Anabel quedó sin aliento cuando llegó al lago. La belleza y sencillez del mismo la motivó a caminar más deprisa, emocionada no se percató de una roca y pisó en falso. Cuando resbaló, pensó que caería encima de un joven que reposaba al frente del árbol, pero no fue así. O ella calculó mal su caída o el cretino se quitó para dejarla caer, lo cierto era que terminó besando la tierra.
Como pudo se puso de pie, sacudió la tierra de la ropa y se acomodó su largo cabello castaño oscuro. Buscó con sus ojos al muchacho y cuando lo encontró, lo fulminó con la mirada, él muy idiota ni siquiera la ayudó a levantarse. Él simplemente se quedó ahí, quieto, mirándola como si ella fuera una aparición.
Eso le recordó su cicatriz, tapándola rápidamente le dijo— ¿Qué me ves?
—¿Yo? —graznó un tanto aturdido.
—¿Quién si no? —Cruzándose de brazos lo retó a toda regla a que le llevara la contraria—. Está bien que no me agarraras cuando me caí, ya que ni yo esperaba caerme, pero ¿ni siquiera tener la mínima gota de educación y ayudarme a levantar?
—Ah. Lo siento, es que llegaste de repente y me pillaste desprevenido, todavía estoy asimilando el susto. —Anabel pudo ver a través de sus ojos grises la sinceridad de sus palabras. Su confusión y desconcierto reflejaba que estaba muy sorprendido de su presencia.
Dejando pasar su rabieta, se dispuso a ver detalladamente al joven. Se veía un poco mayor a ella, era lindo, quizás no era despampanante; de piel trigueña y cabellos negros, pero tenía un aura que le llamaba la atención y eso la puso en alerta.

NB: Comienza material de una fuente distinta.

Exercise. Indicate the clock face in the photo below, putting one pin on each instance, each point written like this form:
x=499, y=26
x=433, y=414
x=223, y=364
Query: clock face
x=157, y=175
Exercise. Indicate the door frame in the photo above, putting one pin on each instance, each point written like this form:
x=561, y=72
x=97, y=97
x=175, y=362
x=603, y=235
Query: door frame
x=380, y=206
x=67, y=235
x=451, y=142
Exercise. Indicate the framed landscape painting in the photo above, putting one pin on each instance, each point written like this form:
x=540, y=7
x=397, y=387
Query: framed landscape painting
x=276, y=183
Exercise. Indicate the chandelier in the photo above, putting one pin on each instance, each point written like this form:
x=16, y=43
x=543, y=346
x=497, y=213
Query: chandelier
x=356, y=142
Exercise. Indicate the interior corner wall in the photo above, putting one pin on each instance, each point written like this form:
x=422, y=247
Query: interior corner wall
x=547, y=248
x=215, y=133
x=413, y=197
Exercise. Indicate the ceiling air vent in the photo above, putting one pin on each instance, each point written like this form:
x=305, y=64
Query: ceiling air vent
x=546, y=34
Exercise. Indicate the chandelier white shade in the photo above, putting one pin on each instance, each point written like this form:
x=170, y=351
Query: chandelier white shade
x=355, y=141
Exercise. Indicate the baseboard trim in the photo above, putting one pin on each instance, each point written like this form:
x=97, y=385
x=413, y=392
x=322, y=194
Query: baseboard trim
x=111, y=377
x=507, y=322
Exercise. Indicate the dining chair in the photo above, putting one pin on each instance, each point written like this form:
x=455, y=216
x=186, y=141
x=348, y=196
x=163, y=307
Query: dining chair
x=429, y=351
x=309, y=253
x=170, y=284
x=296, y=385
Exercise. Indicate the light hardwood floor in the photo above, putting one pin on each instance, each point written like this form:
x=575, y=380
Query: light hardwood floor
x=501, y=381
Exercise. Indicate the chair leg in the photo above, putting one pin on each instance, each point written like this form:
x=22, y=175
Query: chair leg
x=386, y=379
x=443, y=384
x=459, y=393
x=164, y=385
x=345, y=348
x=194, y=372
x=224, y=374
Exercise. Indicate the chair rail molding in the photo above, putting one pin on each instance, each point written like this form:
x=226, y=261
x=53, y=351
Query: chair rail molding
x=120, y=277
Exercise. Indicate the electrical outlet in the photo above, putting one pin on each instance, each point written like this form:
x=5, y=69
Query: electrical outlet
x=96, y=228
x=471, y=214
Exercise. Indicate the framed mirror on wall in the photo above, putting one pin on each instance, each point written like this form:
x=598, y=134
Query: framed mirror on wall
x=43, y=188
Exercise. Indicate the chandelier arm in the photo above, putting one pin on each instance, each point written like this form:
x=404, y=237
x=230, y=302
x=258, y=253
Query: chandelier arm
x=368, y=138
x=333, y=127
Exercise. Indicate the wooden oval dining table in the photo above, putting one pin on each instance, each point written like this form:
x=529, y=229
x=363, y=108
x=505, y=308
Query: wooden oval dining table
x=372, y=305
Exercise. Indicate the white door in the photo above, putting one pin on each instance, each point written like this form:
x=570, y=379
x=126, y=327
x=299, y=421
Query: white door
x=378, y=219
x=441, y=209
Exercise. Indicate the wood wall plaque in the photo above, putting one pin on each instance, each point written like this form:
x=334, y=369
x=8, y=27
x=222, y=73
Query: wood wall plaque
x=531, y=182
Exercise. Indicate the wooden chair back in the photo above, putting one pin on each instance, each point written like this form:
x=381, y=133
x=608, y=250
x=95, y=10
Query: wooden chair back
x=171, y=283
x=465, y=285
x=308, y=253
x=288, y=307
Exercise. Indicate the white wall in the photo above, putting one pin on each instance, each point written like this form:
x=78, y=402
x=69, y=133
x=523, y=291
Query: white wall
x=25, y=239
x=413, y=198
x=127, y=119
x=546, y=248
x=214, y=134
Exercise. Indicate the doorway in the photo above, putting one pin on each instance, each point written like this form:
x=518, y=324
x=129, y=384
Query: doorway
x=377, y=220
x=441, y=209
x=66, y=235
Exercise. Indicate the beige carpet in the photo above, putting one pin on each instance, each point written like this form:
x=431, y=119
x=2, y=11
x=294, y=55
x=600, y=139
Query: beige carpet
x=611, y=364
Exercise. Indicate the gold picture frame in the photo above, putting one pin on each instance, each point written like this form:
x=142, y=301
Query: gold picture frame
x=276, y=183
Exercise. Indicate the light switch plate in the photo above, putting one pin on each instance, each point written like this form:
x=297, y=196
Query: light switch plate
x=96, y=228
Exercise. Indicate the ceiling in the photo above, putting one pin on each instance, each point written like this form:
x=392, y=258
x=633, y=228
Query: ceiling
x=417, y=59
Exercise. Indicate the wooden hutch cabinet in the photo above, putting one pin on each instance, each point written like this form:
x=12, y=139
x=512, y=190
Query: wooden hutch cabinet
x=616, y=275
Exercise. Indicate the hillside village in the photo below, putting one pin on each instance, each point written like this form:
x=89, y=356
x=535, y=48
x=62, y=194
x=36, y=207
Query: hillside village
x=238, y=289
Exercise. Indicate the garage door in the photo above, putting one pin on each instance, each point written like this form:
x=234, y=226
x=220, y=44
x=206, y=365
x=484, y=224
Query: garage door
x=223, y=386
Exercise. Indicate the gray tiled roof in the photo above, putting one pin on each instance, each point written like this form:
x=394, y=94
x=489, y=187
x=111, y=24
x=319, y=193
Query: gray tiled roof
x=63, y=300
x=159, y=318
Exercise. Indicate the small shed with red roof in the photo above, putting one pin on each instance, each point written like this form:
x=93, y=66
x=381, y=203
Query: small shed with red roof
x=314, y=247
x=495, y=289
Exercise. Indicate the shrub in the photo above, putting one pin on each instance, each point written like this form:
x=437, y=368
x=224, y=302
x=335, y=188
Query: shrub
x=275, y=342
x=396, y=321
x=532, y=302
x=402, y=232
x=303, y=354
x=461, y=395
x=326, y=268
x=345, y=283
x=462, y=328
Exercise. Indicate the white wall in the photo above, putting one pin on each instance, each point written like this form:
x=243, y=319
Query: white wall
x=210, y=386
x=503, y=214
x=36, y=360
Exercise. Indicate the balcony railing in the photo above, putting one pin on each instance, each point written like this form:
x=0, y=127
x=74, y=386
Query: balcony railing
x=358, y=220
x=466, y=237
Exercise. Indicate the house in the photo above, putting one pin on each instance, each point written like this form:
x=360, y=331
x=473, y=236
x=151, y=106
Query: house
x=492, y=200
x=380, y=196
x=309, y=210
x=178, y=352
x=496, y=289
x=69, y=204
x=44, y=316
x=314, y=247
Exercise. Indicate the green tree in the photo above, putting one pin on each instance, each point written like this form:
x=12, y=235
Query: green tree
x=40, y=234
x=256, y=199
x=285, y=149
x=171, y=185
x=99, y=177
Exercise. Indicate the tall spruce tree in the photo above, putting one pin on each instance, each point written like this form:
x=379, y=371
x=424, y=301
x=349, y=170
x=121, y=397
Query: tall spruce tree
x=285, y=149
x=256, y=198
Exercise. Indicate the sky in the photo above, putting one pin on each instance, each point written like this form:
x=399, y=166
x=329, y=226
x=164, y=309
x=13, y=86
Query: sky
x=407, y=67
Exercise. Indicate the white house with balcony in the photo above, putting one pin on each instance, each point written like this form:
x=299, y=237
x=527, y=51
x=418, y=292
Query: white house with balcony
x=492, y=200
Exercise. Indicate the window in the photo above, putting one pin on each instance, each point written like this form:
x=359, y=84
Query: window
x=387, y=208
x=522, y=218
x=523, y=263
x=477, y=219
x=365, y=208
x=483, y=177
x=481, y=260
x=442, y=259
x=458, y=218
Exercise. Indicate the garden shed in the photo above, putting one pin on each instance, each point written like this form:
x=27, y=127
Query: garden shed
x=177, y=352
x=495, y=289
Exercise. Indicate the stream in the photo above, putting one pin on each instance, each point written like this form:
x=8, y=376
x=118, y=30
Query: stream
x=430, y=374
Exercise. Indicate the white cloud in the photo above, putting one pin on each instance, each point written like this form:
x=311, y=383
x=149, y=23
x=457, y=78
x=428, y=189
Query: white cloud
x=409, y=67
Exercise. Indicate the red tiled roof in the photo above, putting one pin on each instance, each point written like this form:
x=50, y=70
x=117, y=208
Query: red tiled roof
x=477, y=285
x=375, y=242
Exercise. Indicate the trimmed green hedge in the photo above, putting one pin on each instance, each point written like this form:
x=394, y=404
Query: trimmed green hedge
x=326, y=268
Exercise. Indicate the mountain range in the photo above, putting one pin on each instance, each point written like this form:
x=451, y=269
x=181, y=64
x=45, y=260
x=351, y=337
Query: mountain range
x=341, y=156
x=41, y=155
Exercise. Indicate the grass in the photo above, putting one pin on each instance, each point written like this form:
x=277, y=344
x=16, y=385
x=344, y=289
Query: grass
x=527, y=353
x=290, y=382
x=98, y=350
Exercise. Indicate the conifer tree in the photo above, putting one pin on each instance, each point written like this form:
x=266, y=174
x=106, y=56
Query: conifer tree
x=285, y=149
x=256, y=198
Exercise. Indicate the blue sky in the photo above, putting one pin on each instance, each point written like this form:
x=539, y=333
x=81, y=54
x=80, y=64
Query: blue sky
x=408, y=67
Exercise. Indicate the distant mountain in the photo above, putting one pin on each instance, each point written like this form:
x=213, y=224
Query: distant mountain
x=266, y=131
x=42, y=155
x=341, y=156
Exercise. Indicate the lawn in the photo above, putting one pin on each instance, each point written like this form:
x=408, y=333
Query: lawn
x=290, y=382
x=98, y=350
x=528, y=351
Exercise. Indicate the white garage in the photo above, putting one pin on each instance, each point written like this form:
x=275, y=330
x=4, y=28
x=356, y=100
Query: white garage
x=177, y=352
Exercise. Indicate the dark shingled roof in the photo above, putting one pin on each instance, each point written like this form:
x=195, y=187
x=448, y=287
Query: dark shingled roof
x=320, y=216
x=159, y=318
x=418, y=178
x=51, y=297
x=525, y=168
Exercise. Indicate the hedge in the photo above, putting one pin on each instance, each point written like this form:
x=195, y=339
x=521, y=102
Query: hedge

—Hmm. Bueno, da igual. —Le quitó importancia con un ademan de manos—. En fin, me voy. —Estaba por regresar de donde vino, cuando el joven le gritó, llamando su atención—¿Si?
—No tienes que irte, la verdad yo solo estaré por aquí —Miró hacia el árbol—. Estoy esperando a alguien, no te molestaré; lo prometo.
—Vale —señaló a un terreno un poco más alejado—. Yo iré hasta allá. Adiós.
—Adiós.
Se ubicó debajo de otro árbol para tener una buena perspectiva del lugar y reflejar las luces del paisaje, que era lo que más le gustaba, pero eso sí, sin darle la espalda al chico. Si algo le habían enseñado sus padres; era que nunca debía de darle la espalda a personas que no fueran de confianza.